La Suède est à juste titre réputée pour la qualité de son dialogue social. Mais cette capacité à prendre en compte l’intérêt de la collectivité ne se limiterait-elle pas au royaume de Suède ?

SVT, équivalent de France Télévision, a diffusé il y a quelque temps un reportage consacré aux activités de Telia au Népal. Pour faire court, après avoir développé et géré sa filiale népalaise Ncell pendant des années, Telia décide de s’en séparer et de quitter le pays. Problème : l’impôt sur la plus-value réalisée lors de la vente, autant qu’il existe, sera payé non au Népal, pays très pauvre où la plus-value éventuelle a été générée, mais en Norvège, pays riche qui n’a rien à voir dans l’histoire si ce n’est qu’il bénéficie du jeu d’optimisation fiscale créé par Telia. Telia s’étant certainement fait conseillé par d’innombrables expert en tout genre, nul doute que l’opération soit légale, bien que le gouvernement népalais ne partage pas ce point de vue. Mais est-elle pour autant juste ?

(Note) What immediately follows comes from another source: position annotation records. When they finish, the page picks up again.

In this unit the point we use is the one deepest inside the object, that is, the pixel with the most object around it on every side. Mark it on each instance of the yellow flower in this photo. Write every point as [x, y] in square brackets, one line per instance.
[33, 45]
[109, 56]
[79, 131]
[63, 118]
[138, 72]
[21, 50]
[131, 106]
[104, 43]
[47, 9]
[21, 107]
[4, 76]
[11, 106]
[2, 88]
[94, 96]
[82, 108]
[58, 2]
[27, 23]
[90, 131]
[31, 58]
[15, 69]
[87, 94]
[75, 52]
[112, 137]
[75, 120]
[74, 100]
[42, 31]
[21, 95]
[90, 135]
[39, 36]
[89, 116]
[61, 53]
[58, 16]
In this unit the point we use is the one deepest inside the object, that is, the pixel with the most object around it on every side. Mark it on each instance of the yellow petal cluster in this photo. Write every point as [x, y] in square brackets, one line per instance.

L’histoire me rappelle une anecdote qui remonte aux années 90. Son carnet de commandes se dégarnissant, le spécialiste de roulement a billes SKF décida d’ajuster les effectifs de son usine de Tours. Après avoir été informé de son licenciement, le salarié était invité à rejoindre immédiatement le taxi qui l’attendait à la sortie de l’usine et le déposait directement à l’agence de Pôle Emploi la plus proche !

L’affaire avait fait grand bruit dans les journaux et l’histoire en avait choqué plus d’un, en particulier du fait que ces pratiques allaient à l’encontre de l’image sociale associée aux entreprises suédoises.

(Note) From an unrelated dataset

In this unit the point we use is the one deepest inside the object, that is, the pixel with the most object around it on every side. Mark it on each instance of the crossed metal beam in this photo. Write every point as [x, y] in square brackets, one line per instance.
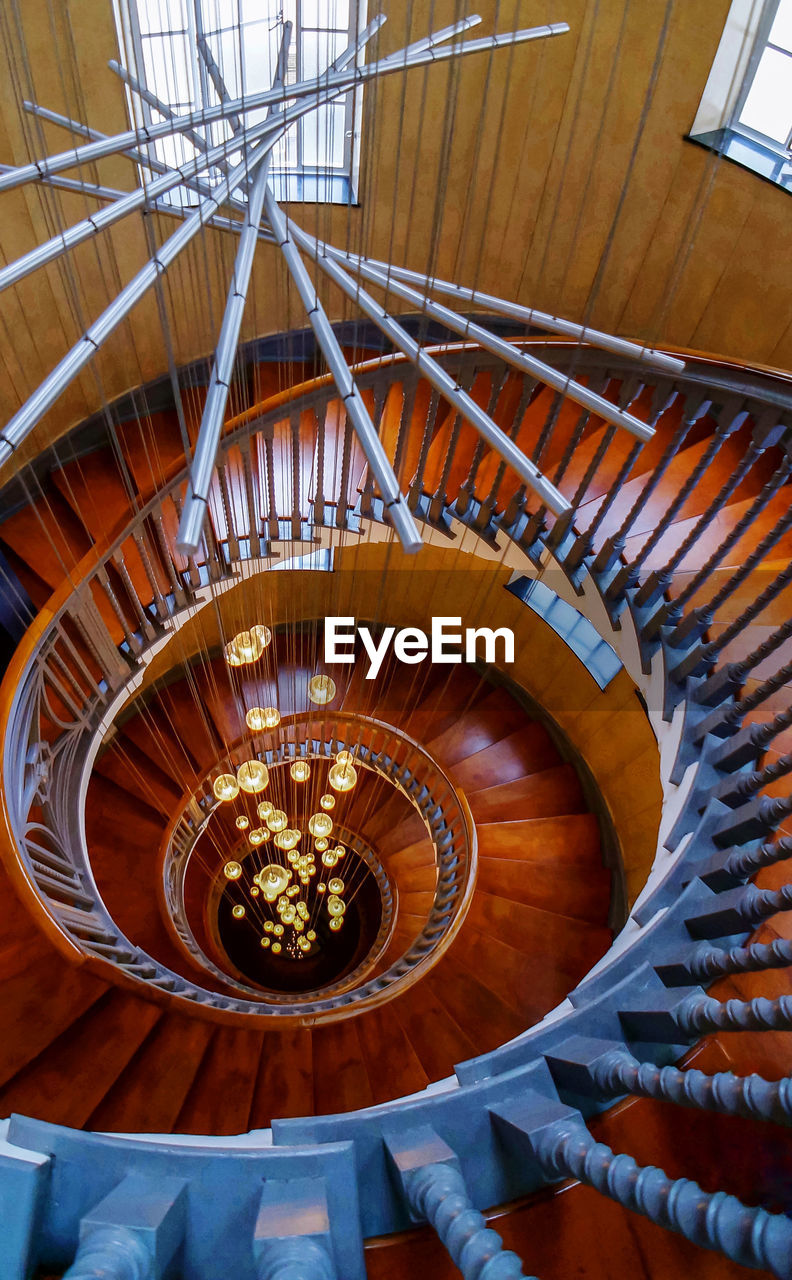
[260, 218]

Mais peut-être que ces contradictions n’en sont-elles pas. Du temps où nous habitions la région parisienne, l’un de mes voisins dirigeait la filiale française d’une société cotée dont le siège est basé à quelques dizaines de kilomètres de Göteborg. A l’occasion de ses nombreux déplacements au siège, il avait constaté que les efforts de productivité toujours croissants qu’on lui réclamait étaient loin d’être la norme en Suède. Il en avait conclu que la rentabilité maximale exigée auprès des filiales étrangères était le prix à payer pour assurer la paix sociale en Suède !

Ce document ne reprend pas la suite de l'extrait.